Negara Mengakomodasi Kepentingan Individu dan Kepentingan Masyarakat

Opini Oleh: Albar Sentosa Subari*)

JENDELAKITA.MY.ID - Berawal dari sidang BPUPK (ada juga yang menulis BPUPKI) tanggal 31 Mei 1945. Prof. Dr. Soepomo SH mengemukakan pandangan nya dengan membahas tiga tiga bentuk negara, yaitu;

Aliran negara yang berdasarkan teori Perseorangan (individualisme), sebagaimana teori Thomas Hobbes, Jhon Locke, J.J. Rousseau, Herbert Spencer dan Harold J. Laski.

Contoh di negara Eropa Barat dan Amerika.

Aliran lain adalah teori Golongan dari negara (class theory) yang diajarkan Marx, Engels dan Lenin. Negara alat golongan yang mempunyai kedudukan ekonomi yang paling kuat untuk menindas golongan golongan yang lain yang memiliki lemah.

Aliran ketiga adalah aliran negara integralistik, yang disponsori oleh Spinoza, Adam Muller dan Hegel.

Menurut teori ini negara tidak menjamin kepentingan masyarakat seluruh nya sebagai persatuan.

Dalam negara ini yang terpenting adalah penghidupan bangsa secara keseluruhan.

Negara tidak memihak kepada golongan yang paling kuat, tidak menganggap kepentingan perseorangan sebagai pusat, akan tetapi negara menjamin keselamatan hidup bangsa secara keseluruhan dan tidak dapat dipisahkan pisahkan.

Prof. Soepomo, nampaknya merekomendasikan untuk dikembangkan paham integralistik di Indonesia. Dalam bentuk negara Soepomo menolak paham individualisme maupun bentuk negara kelas

Pendapat Soepomo di atas digaris bawahi oleh Prof. Mr. M. Yamin

Negara bukan berdiri hanya di atas kepentingan individu saja, atau di atas kepentingan golongan tertentu, meskipun golongan itu yang paling besar. Melainkan negara mengatasi kedua kepentingan itu (kepentingan individu dan kepentingan kolektif)

Akhirnya dalam sidang PPKI setelah mendengarkan pandangan Soekarno dan Hatta disepakati bahwa negara Indonesia adalah NEGARA KESATUAN.

Dengan esensi kesatuan adalah bahwa hakekat manusia sebagai subjek pendukung negara. Bukan berdasarkan teori yang diajarkan oleh orang orang barat.

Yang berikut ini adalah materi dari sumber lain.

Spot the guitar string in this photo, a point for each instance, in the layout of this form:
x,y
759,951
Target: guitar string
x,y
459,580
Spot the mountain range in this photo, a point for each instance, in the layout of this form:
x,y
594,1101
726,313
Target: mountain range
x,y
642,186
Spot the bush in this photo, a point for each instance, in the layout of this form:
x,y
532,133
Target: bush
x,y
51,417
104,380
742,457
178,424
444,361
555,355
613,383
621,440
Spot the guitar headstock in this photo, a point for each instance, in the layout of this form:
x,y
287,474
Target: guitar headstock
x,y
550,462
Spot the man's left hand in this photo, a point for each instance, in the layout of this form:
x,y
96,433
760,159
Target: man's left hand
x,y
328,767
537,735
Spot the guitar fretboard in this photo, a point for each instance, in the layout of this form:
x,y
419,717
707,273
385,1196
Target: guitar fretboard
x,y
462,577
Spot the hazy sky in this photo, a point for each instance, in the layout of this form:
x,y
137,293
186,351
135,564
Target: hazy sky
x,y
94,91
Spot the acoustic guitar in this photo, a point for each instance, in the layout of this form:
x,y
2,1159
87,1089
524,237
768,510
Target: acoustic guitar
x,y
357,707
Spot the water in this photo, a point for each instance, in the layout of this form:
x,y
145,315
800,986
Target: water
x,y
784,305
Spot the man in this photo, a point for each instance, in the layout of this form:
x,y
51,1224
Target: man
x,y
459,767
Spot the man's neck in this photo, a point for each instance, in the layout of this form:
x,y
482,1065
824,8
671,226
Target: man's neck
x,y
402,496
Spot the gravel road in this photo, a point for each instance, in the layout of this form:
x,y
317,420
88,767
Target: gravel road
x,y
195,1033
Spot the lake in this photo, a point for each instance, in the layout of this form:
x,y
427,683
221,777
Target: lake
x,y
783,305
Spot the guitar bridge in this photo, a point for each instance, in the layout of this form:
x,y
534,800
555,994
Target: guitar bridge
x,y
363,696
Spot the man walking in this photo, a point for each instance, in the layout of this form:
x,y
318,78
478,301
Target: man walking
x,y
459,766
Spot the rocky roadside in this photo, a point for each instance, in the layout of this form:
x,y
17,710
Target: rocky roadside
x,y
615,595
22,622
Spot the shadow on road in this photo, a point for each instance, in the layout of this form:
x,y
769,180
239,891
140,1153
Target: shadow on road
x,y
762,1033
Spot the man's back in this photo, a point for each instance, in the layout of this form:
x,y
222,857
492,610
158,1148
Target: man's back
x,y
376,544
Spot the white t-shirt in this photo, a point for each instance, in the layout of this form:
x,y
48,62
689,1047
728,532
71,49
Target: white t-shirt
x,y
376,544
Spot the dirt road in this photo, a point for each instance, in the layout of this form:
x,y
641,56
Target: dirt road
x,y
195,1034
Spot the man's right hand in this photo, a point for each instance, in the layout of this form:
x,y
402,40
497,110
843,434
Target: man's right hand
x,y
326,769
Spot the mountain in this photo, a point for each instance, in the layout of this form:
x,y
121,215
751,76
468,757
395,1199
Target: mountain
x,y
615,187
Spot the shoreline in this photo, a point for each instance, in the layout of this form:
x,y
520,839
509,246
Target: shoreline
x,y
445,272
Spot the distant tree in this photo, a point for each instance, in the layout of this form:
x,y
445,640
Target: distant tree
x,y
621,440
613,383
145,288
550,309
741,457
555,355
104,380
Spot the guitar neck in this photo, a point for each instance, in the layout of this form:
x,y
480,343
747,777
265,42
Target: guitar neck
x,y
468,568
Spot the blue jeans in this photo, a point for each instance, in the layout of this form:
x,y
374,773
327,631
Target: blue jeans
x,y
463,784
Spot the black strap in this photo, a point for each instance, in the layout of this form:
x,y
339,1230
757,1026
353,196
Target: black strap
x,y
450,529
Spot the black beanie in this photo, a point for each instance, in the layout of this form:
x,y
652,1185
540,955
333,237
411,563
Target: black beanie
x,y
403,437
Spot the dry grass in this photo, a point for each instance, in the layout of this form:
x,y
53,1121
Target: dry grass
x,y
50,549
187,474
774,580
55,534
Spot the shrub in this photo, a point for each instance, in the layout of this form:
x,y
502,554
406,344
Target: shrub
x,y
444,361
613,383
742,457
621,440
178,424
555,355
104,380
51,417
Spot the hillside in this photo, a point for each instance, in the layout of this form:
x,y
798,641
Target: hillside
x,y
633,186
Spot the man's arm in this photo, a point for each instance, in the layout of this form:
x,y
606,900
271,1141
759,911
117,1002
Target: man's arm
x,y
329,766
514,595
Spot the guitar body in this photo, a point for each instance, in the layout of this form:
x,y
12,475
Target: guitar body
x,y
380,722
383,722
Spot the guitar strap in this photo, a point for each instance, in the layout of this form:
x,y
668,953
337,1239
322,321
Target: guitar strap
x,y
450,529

Notonegoro yang dikutip Kaelan mengatakan bahwa Negara Kesatuan terbentuk atas dasar kodrat manusia, sebagai individu dan mahluk masyarakat (Kaelan, 2016: 92).

Negara memandang bahwa masyarakat sebagai satu unsur yang tumbuh bersama sama dari golongan yang ada dalam masyarakat untuk terselenggaranya kesatuan dalam suatu interaksi saling memberi dan saling menerima antara warga.

Konsep seperti ini merupakan philosofi masyarakat hukum adat yang berlaku sejak bertahun-tahun sebelum Indonesia merdeka.

Bentuk negara kesatuan Republik Indonesia ini merupakan bentuk keseimbangan kepentingan pribadi dan kelompok, kebutuhan lahir dan batin.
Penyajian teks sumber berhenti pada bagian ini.